La mémoire des hommes, des voyageurs, de quelques pharisiens et autres zélotes zélés rapporte qu’en des temps anciens où les comportements civils étaient quadrillés, codifiés, verrouillés au nom et en vue de la transition de notre société [ayant très péniblement quitté les amarres coloniales] vers le développement, l’on n’admettait point que gouvernent ne cèdent à l’humaine faiblesse des sens face à l’argent. Il court [de nos jours encore] des histoires, sombres, douloureuses, des légendes que le peuple chuchote et qui disent la fin tragique de rares audacieux à la fortune trop soudaine, beaucoup trop soudaine … guidés par quelques notices rudimentaires qui traçait, dans l’écume et le tumulte,le destin d’une nation, de notre Cameroun, les pères fondateurs ont élevé [ nous diton ] le respect du bien de tous au rang de valeur cardinale. Puis les temps ont changé. Un vent de liberté a décadenassé les portes des bagnes et ouvert le champ politique à l’expression plurielle. Liberté d’agir. Et de s’enrichir. Ce qui fut fait. S’enrichir surtout. Dans un mouvement double, ironique et cynique, à la fois explosion / libération après des années de gestion quasi ascétique de la chose publique et dislocation du pacte [implicite] de solidarité. Curieux et paradoxal effet des politiques d’ajustement qui, tout en fabricant des déflatés, tout en imposant des coupes dans les salaires, les revenus, les pensions, tout en dictant des restrictions à l’embauche de personnels, ont fait de la faillite de l’Etat, de son affaiblissement, la première condition d’une promotion d’une caste arrogante, insouciante dans l’affichage de sa richesse, indifférente à l’abîme qui se creusait, aux inégalités qui fissuraient la collectivité, ignorante des crises, des larmes, des crispations, des braises impatientes de grandir en flammes.
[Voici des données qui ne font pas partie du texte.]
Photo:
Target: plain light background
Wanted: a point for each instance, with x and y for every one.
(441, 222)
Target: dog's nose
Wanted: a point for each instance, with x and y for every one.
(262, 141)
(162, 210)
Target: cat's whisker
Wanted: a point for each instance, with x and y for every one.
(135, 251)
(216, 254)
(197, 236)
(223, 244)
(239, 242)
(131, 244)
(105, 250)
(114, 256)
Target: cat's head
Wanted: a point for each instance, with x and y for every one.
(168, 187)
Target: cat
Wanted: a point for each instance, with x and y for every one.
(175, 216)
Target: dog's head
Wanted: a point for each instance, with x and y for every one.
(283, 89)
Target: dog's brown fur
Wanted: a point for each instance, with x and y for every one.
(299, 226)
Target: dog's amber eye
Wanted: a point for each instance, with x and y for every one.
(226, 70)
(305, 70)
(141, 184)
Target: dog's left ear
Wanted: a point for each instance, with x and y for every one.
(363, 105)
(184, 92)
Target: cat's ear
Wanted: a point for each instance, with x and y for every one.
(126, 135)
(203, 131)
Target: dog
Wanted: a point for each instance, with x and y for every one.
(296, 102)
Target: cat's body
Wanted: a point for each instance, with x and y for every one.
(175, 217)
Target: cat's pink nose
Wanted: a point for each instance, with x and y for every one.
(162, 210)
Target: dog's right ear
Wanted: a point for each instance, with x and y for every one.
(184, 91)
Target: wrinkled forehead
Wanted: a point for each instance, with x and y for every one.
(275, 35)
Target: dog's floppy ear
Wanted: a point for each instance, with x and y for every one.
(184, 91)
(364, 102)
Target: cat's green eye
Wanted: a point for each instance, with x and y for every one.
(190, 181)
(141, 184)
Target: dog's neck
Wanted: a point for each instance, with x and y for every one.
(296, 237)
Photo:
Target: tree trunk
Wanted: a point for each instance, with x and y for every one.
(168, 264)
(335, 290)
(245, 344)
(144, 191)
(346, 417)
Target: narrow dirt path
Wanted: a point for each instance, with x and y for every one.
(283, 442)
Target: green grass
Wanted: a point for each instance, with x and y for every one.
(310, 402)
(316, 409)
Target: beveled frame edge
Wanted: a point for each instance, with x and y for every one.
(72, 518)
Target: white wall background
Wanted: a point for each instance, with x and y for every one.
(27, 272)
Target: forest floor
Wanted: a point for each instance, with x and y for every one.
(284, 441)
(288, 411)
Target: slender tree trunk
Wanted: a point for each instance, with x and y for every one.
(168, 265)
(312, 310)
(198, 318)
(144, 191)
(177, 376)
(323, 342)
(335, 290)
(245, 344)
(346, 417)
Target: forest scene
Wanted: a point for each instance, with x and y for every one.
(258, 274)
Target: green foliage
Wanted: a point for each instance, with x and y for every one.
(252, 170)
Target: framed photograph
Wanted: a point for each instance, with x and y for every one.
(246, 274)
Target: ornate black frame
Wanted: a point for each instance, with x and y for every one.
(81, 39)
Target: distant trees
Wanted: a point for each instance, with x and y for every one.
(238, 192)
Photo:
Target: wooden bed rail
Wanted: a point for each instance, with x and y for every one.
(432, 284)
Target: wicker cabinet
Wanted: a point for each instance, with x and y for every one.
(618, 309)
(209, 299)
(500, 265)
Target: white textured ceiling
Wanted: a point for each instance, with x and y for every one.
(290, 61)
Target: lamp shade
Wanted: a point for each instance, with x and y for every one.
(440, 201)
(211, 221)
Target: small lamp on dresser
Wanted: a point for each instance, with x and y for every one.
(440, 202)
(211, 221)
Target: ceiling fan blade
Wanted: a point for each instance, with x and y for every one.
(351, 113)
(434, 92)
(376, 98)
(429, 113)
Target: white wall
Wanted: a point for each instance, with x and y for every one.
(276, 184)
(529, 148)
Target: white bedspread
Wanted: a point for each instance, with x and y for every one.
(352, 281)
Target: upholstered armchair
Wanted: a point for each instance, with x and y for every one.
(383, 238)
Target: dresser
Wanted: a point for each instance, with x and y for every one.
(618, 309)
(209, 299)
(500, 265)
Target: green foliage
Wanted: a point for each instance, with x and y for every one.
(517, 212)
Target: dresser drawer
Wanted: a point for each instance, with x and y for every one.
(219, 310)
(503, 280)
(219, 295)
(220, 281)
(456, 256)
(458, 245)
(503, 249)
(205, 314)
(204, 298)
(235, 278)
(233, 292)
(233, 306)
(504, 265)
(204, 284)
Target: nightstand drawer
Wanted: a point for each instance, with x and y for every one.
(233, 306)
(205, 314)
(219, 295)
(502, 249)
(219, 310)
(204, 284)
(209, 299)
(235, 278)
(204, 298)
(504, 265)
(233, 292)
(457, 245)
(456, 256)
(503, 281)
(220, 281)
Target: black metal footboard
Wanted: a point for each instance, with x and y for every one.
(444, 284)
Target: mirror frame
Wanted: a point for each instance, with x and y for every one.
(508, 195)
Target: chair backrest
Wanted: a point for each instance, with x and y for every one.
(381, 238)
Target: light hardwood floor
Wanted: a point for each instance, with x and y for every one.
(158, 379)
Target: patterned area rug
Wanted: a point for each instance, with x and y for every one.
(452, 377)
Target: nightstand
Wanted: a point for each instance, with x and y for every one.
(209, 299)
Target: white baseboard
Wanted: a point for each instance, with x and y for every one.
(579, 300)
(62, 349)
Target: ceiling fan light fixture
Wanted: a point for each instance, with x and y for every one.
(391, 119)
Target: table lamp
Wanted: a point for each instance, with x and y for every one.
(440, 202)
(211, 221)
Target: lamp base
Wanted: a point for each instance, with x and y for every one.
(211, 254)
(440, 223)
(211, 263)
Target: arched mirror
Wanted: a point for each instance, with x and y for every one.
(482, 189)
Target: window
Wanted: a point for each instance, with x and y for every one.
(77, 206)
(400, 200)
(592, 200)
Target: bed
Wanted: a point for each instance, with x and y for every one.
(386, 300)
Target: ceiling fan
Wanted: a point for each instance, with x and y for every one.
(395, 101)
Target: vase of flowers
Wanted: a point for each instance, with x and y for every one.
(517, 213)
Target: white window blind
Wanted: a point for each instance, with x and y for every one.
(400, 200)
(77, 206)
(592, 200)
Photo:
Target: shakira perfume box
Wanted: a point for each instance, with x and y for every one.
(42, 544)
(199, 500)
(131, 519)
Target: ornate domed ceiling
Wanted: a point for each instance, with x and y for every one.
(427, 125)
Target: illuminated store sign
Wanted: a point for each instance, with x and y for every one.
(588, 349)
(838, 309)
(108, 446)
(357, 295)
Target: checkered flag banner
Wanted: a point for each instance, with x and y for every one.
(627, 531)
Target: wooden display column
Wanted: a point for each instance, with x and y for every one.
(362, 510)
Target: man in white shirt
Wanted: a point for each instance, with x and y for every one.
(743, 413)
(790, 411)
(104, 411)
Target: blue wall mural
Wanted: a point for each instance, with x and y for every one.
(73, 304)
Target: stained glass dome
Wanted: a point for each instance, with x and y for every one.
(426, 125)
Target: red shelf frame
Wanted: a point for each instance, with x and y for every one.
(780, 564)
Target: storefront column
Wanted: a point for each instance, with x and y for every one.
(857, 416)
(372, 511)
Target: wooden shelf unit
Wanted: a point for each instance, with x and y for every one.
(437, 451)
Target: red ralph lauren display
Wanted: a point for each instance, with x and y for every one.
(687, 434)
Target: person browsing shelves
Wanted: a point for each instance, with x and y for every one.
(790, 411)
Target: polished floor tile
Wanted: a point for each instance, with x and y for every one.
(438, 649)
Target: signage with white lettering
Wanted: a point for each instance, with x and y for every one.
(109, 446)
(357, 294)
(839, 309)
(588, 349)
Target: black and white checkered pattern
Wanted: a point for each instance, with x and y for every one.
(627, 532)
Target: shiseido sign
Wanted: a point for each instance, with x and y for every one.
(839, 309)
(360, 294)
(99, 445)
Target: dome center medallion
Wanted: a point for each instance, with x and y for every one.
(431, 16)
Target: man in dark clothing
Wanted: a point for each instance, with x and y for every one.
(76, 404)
La mémoire des hommes, des impies égarés, de quelques philistins aussi zélés que les zélotes retient qu’en des temps nouveaux s’est imposé un matérialisme décomplexé qui, faute d’une gouvernance morale, politique, policée et rigoureusement organisée du devenir de la communauté nationale a laissé une place offerte à l’aventure, à l’improvisation, à l’individualisme,à l’élitisme, à un féodalisme injuste et inégalitaire qui accepte la fortune d’une poignée de courtisans face à la détresse du grand nombre … La volonté des hommes a cédé. Et les comportements civils, jadis [trop ?!] strictement verrouillés ont adopté, finalement, fatalement, le goût des manoeuvres douteuses et peu conformes à la Loi, en quête de résultats instables et grossiers d’une autre réalité contenue,elle,dans la jouissance de posséder ou la logique égoïste de la satisfaction immédiate. Compilation obscène d’objets, ultra-consommation des attributs modernité occidentale et/ou des produits de la globalisation, comme un étrange « mapan » qui ramène à la tradition [quand elle associe pouvoir et détention de richesses]. De l’immatériel de la coutume au matérialisme décomplexé du citadin. De la chaleur maternante des liens du clan, de la famille, au matérialisme décomplexé des cadres du système politico-administratif qui recyclent à leur avantage les modes d’emploi du dogme libéral et confessent une logique sans aucune autre logique que leur rapacité, les ponctions acceptées sur le bien public pouvant, dans la meilleure des éventualités, être redistribuées aux plus faibles du clan ou de la famille … comme une manière douteuse d’acheter la docilité des siens et la certitude d’un vote complaisant au moment utile !
La volonté des hommes a cédé. N’en déplaise aux scribes qui travaillent, avec le zèle des zélotes, l’ardeur des pharisiens et des philistins, dans l’ombre des Princes, leur nom une possibilité d’interprétation, qui tente de justifier les [dés]équilibres qui dangereusement chahutent la société camerounaise, l’omnipotence de l’Etat, la pléthore de textes et de réglementations, le dédale des procédures administratives … les mythologies contemporaines ont sacré le matérialisme. Et ses nouvelles idoles, le tapeur dans le ballon, le chanteur à succès local, le frappeur de faux, dans ce mouvement où la frime, les fringues, les bouteilles de champagne tiennent lieu de carte de visite ou d’argument de séduction lesgardiens du Temple ont perdu la connaissance originelle. Le respect ou l’altruisme sont désormais des valeurs inutiles, ici. Tandis que l’inertie et la bêtise se livrent un combat quotidien. Le matérialisme n’a plus de complexe.